Na koniec świadectwo sprzed niedługiego czasu. Przychodzi do nas na społeczność pewien brat, który narzekał przez bodajże 2 lata. Ma powody i to od wielu lat we własnym domu. Po tym, jak ustaliliśmy, co on sam jest Panu winien w jego sytuacji, nie próbowaliśmy nadłamanej trzciny złamać do końca, nazywając do śmiercią dla jego "ja" albo czymś podobnym. Modliliśmy się o jego potrzeby i cierpliwie słuchaliśmy jego narzekania przed Panem. Po 2 latach modlitwy, pocieszania, słuchania świadectw, które go budowały, jego sytuacja się zmieniła o tyle, że dostał pracę, z której jest zadowolony. Jego sytuacja w domu nie uległa żadnej poprawie. Ale zaczął widzieć, że Bóg go nie opuścił. Zaczął dziękować za to, co od Niego ma. I pewnego dnia przyszedł, podziękował za wsparcie, za cierpliwość i ogłosił, że postanowił przestać narzekać, a zacząć dziękować. I powiadam Ci, to jest teraz inny człowiek. Czas narzekania się skończył.
Nie mam dla Ciebie łatwej recepty. Wiem, że Pan nie opuści Cię, ani Cię nie porzuci. Jesteśmy sobie nawzajem dani między innymi po to, żeby czasem zapłakać z płaczącymi, choć może niektórym wydaje się to "ludzkie", a nie "duchowe". Masz naszą modlitwę, nasze współczucie i nasze wsparcie. Reszta pochodzi od Pana i do Niego wołaj, przed Nim płacz, przed Nim wylewaj swoje serce. Przeciwko temu nie ma żadnego wersetu. Spróbuj w tym wołaniu patrzeć na Niego, zamiast na okoliczności. Patrzenie na okoliczności będzie Cię pogrążać coraz bardziej. Patrząc na Pana, pójdziesz nawet po wodzie, choć dzisiaj możesz sobie nie wyobrażać nawet tego, że będziesz się kiedyś radować.

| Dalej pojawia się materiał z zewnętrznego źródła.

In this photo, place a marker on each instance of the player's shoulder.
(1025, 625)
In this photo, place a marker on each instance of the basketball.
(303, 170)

"Boże, nakłoń ucha ku modlitwie mojej, A nie ukrywaj się przed błaganiem moim! Słuchaj mnie uważnie i odpowiedz mi. Miotam się w żalu moim i jęczę Z powodu głosu nieprzyjaciela, z powodu ucisku bezbożnika, bo na mnie zwalają zło, a w gniewie na mnie nastają. Serce drży we mnie, opadł mnie lęk przed śmiercią, Bojaźń i drżenie nachodzi mnie I groza mnie ogarnia. Rzekłem: O, gdybym miał skrzydła jak gołębica, chętnie uleciałbym i odpoczął. Oto uleciałbym daleko, zamieszkałbym na pustyni. (...)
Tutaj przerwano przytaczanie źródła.